蝶は飛ぶときに、好き勝手に飛んでいるわけではなくて、「蝶道」と呼ばれる道に従ってヒラヒラ飛んでいるんですね。(略)蝶は周囲の環境を全部それなりに把握して、脳から各運動器官に出力しているのだろうと。そう考えれば各個体の運動の軌跡が全部一緒ということも納得できる。(略)そうやってハタと気づくのは、自然環境というのは、ものすごいディテールで成り立っていて、今の人間は、それを完全に無視して生きているということです。(養老)
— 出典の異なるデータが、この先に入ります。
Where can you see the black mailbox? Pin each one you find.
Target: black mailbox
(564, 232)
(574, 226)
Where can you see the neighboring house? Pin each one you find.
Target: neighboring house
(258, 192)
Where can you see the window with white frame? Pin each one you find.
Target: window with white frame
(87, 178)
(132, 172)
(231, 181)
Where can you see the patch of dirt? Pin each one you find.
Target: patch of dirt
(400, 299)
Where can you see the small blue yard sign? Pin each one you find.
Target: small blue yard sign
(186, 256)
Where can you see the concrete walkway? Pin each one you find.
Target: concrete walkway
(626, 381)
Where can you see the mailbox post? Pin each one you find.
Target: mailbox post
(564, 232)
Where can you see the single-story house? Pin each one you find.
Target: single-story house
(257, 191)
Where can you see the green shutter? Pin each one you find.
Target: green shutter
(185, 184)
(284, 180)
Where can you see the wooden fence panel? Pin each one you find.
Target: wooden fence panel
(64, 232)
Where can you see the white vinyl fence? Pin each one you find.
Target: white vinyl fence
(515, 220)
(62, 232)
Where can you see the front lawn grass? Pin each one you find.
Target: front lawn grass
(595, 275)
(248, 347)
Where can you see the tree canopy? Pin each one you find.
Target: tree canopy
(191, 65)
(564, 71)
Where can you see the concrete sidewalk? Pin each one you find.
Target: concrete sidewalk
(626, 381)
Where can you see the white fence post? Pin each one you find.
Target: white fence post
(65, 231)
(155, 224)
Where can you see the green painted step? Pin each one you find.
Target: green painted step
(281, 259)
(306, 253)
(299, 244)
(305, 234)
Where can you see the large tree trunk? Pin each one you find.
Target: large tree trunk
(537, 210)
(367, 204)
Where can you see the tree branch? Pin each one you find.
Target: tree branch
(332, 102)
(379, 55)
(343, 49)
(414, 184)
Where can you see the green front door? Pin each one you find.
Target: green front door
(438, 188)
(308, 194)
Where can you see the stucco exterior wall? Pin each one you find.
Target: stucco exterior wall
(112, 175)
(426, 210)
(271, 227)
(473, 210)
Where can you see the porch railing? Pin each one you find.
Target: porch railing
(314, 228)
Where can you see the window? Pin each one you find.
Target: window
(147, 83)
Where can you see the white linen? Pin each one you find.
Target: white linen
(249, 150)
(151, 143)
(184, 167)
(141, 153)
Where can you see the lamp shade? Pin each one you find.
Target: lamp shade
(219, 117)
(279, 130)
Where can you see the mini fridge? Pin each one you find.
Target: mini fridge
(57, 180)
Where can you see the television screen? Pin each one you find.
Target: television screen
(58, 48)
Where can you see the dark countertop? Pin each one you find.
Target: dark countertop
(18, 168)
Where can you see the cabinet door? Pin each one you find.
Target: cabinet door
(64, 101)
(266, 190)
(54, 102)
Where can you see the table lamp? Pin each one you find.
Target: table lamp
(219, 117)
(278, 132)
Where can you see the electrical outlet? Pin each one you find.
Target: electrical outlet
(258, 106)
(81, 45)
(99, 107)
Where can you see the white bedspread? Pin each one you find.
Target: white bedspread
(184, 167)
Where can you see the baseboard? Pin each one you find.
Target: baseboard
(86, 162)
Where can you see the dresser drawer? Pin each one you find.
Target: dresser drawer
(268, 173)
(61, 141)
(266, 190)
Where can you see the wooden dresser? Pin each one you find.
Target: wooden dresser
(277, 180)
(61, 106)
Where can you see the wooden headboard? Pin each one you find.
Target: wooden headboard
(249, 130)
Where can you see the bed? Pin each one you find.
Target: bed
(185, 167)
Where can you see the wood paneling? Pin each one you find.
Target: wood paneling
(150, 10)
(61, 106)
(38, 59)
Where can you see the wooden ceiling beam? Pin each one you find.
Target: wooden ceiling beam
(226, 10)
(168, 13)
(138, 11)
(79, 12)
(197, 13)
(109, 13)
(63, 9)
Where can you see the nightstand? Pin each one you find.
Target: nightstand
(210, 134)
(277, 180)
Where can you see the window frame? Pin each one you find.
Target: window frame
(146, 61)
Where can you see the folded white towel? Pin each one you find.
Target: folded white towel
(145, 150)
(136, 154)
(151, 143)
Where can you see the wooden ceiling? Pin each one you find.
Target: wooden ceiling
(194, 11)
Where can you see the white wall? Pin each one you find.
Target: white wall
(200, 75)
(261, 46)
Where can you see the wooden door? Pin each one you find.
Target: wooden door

海野和男さんの蝶道の動画 www.youtube.com

蝶道についての有益な科学論文は見つけることができなかった。何が蝶道の形成に役立つのかは分からなかった。英語では Flyway になると思われる。

あるブログでは

この行動は、特にアゲハチョウの仲間に見られ、飛ぶルートは食樹や食草の位置、飛ぶルートにある葉っぱの明るさなどが影響しているといわれています。よって、時間帯によって蝶道は変化していきます。毎日同じ時間に同じ場所を飛ぶことが観察されます。*1

p.53 人間に関心が向きすぎていて

その先生が「差別はなくならない」という。何が問題なんでしょう?もっと一人ひとりが強くなることなんでしょうか?なんて聞いてみたんですが、昔を考えてみても、もっとひどいイジメや差別はあったけど、とにかくみんないろいろ切り抜けて、こんなに悲惨なことにはならなかった。(略)でもいま、養老さんのお話をうかがっていると、人間に関心が向きすぎていて、その結果「アイツが気に入らない」だとか「アイツはダメなやつだ」とか、人間に関しての話題ばかりになるんだ、と。(宮崎)

p.54 遠い人類より、隣の人を愛しなさい

昭和三八年に東京からカワセミが消えたんです。(略)結局、あの急激な高度経済成長で、僕らはなにかを侵してしまった。(略)世の中には悪いヤツが必ずいて、そいつをやっつければ、この世は良くなるという考え方、あれは、もうやめようと思っているんです。そうじゃなくて、こうなったのは、みんなで一緒にやっちゃったんだというふうに思わないと、何も道は生み出せないと思う。(宮崎)

ただでは成長はできない。その結果失われたものをどう取り戻すのか。

この前散歩をしたときに通りかかった教会の前に書いてあったんですが、マザー・テレサは「遠い人類より、隣の人を愛しなさい」って言ったそうですね。なるほどと思って帰ってきたんですが、改めてそう言われると、確かに僕らは人類のことを考えすぎてますね。(宮崎)

韓非子曰く、遠水は近火を救わざるなり。遠くの親類より近くの他人。